Kennyhertz Perry’s Braden Perry Discusses the Practical Aspects of Breaching a Contract

Source: LawTV.com

Author: Brian Albert

Braden Perry recently authored a point-counterpoint article on aspects of breaching contracts. Mr. Perry takes the practical and pragmatic view that legally, contracts may be broken in certain economic circumstances.  See the full article published on LawTv.com.

Are Contracts Really Made To Be Broken?

It’s one of the oldest clichés in the law: that contracts are made to be broken. Are they really? To find out if you can tear up that contract that’s been bogging you down, THELAW.TV posed this question to some experienced contract attorneys. Here’s the point and counterpoint.

Braden Perry:

Putting aside moral or ethical stigma that may arise from a breach of contract, it has long been a judicially acceptable principle that a party may intentionally breach a contract, even if motivated by economic self-interest.
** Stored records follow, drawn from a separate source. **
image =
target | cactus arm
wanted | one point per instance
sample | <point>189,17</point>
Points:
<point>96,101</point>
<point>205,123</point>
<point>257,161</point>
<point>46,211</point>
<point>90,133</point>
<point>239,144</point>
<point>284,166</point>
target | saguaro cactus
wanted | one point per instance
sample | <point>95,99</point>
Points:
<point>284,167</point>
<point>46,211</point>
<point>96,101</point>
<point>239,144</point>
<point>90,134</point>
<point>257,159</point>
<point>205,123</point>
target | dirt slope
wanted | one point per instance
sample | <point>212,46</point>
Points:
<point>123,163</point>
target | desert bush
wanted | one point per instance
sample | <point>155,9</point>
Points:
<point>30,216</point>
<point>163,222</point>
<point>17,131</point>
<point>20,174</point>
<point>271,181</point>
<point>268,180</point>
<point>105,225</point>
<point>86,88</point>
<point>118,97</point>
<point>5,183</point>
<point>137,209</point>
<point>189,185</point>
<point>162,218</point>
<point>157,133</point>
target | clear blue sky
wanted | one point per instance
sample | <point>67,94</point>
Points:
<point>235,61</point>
Of course, the breaching party will be liable for damages, but those damages are ordinarily limited to compensatory damages, which are aimed to put the non-breaching party in the same position had the breach not occurred, and only for those damages that were foreseeable at the time the contract was made.

The concept is simple: because the breaching party must compensate the other for damages, the breaching party will only breach if economically advantageous and will readily compensate the other party for damages. A breaching party rarely stands to lose as much by the breach than by performance. And, traditionally, the more deliberate the breach the more the breaching party has to gain.

These fundamentals are skewed, however, when breaching parties are not willing to readily compensate the other party for damages, or when the subject matter is rare or unique. The costs of litigation and/or specific performance of a breached contract alters the economic principles that a breach will result in a better position for the breaching party, without harm to the other.

Therefore, the law dictates that contracts can be broken. From here, it is a business/economic decision that will depend on the actions of the breaching party. The party will evaluate the economic gain to a breach, and weigh that gain against the potential reputational harm or stigma, the damages provided legally or through liquidated damages clauses within the contract, and if advantageous breach the contract and willingly compensate the aggrieved party.

Braden Perry is a partner with the Kansas City-based law firm of Kennyhertz Perry, LLC, a business, regulatory, and litigation firm that brings a unique mix of top law firm quality expertise, practical experience, and pragmatic business solutions. Perry says, yes, contracts are made to be broken.

Mark Mauriello:

Unequivocally and resoundingly – NO. Contracts are made expressly to be kept. At least among the ethical and intelligent business people I work among. I find the premise posed for consideration to be among the most cynical and nonsensical points of view regarding enterprise. If we were to truly accept and allow callous disregard of binding agreement as an operating principle, all commercial activity would erode swiftly into disarray. Without balanced and honored agreements, the transactional landscape would be littered with wreckage and business would take on the attributes of the Wild West; lawless chaos. That’s not to say parties cannot callously decline to keep a bargain. There’s the rub.

In my more than 30 years’ experience as a businessman and transactional attorney, I have come to believe strongly that good contracts are essential to a robust economy. Without them, or saddled with confusing, labyrinthine agreements in their place, the time wasted achieving the benefit of the bargain for both parties, or worse, the resources spent on attorneys jousting for advantage, will suck the economic life out of what is currently a still fragile economy.

I think there is a better paradigm for exchanging value, i.e. money, for something. Once the parties have had the opportunity to advocate strongly for the business elements most critical to their needs, then the resulting contract should be clear, enforceable, and express the best converging interest of the parties to the transaction, while still protecting against unintended but possible breach. The abjectly distasteful suggestion that it is okay to infuse a contract with camouflaged trip wires and buried Claymores stain all honest business and legal professionals. That this impression even exists is a failing of our culture.

You may call my point of view naïve. I call it serving a standard of excellence and the greater good.

Mark Mauriello is an attorney at Mark Mauriello, PC, a legal and business advisory practice in Bedford Hills, New York that guides small business owners through their transactional and general business challenges. Mauriello says, no, contracts should never be broken.